The Taylor Library contains over 30,000 printed books. To find a book, you’ll need to use one of the University’s online catalogues (instructions below). If you have difficulty any in finding your book, either in the catalogue or on the shelves, please come and ask one of the librarians for help. A key to the classification scheme, along with the library floorplans, is given on the library layout page. Other information for library users is available on the library information page.
Search the catalogues
All books in the Taylor Library can be found on the online University catalogues, including LibrarySearch and Newton, which can be accessed via the Libraries Gateway from any computer. These catalogues should be consulted first when looking for a book. Items can be searched by entering keywords (e.g. the author’s surname plus significant words from the title), or entering information such as the classmark or publisher.
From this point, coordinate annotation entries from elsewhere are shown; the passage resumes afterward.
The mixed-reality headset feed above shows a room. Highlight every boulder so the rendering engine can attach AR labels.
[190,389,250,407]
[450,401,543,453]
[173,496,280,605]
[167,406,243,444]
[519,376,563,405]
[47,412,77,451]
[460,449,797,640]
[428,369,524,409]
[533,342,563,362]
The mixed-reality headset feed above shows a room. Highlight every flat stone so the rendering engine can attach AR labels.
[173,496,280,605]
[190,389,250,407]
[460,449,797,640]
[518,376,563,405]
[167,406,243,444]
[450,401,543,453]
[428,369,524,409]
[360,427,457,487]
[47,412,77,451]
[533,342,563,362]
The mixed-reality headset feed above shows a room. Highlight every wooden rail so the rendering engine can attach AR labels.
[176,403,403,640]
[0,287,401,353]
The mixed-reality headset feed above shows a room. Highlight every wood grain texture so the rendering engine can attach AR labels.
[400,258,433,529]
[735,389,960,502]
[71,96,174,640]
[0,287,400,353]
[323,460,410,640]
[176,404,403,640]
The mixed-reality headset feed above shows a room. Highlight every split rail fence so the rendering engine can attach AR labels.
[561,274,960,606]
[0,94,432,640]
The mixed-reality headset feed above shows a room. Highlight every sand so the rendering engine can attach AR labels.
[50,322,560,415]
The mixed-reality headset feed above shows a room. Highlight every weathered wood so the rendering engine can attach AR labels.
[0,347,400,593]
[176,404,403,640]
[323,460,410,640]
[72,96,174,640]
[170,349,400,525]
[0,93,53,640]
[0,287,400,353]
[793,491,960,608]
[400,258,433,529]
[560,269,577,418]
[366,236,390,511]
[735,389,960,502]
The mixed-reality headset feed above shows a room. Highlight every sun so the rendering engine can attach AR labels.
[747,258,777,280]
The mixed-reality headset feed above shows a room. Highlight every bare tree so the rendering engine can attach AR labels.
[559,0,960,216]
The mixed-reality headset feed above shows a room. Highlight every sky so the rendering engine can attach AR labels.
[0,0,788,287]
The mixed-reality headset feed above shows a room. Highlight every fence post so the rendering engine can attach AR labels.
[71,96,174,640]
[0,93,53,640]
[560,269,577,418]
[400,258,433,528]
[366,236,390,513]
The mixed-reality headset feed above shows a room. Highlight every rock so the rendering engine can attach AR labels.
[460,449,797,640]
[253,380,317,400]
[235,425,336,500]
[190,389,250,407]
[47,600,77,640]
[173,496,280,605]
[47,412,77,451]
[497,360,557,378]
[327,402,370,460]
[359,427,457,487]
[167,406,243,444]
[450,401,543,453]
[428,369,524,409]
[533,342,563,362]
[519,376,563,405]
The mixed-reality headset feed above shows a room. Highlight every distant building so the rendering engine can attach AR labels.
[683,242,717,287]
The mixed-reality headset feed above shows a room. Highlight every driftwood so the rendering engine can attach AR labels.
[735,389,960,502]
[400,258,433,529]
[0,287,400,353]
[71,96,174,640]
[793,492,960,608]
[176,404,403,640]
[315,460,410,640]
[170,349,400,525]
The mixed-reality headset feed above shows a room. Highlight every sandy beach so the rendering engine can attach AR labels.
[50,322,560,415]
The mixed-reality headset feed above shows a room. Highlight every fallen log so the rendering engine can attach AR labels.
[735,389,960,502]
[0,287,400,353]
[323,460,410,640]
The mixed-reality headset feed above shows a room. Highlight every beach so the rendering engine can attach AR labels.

When searching for the title of an article or chapter, rather than the book title, it is recommended that readers use LibrarySearch+.
Restricting your search
With Newton, you have the option to restrict your search to a particular library before entering any search terms; with LibrarySearch, by contrast, you are given the option to restrict your search only after you have entered your first search terms. Thus, when you first enter a keyword in LibrarySearch, results will include all records that contain the words you have entered in every library in the University. If you wish to search for books in the Taylor Library alone, therefore, it is important to make sure that you subsequently restrict the search to Corpus Christi College by selecting this location from the drop-down menu that is below and to the right of the search box (see below). Once you click on the location you want, the search is performed automatically in the library that you have selected.
Once you have found a record, the most important piece of information to note about the book is its classmark. The classmark is a string of numbers and letters that is found on the spine of the book, and it tells you where on the shelves to find the book. Using LibrarySearch or Newton, classmarks are given at the bottom of the record where ‘holding libraries’ are shown. A record can be shared by many libraries in Cambridge (because many copies of the same book may be present in different libraries), so it is important that you find the classmark for the library you are interested in. An example of a record found using LibrarySearch is given below. The classmarks (sequences of numbers and letters) are given after the library names – for example, ‘W.4.DIC’ following the name ‘Taylor Library’ below.
An ‘expanded’ record can be found by clicking on the libraries listed in the record. If you then scroll to the bottom of the record, further information about individual copies is given. Working with the above record, for example, the following information can be obtained. Note that the availability of individual books is given (i.e. whether they have been borrowed or not).
All classmarks in the Taylor Library conform to the following pattern:
The initial letter indicates the broad subject area (W is is English Literature); the following numeral indicates the subdivision (4 contains the works of individual authors); the final string of letters are the first letters of the author’s surname (e.g. DIC for Charles Dickens). Books are shelved alphabetically within subdivisions according to the final string of letters in the classmark.
The location of the main subject divisions is given in the library layout pages.
Hard copy vs ebook
If you are searching for ebooks, then you must use LibrarySearch, as new ebook titles are not listed in Newton. More information on ebooks is given on the online resources pages.
Multiple titles of ejournals are available to members of the University and can be found by entering key terms in LibrarySearch (but not in Newton). See online resources for information about accessing ejournal content.
The Taylor Library also subscribes to a limited number of print journals in both the sciences and humanities, which can be searched using LibrarySearch and Newton. A full list of titles is given on the journals page.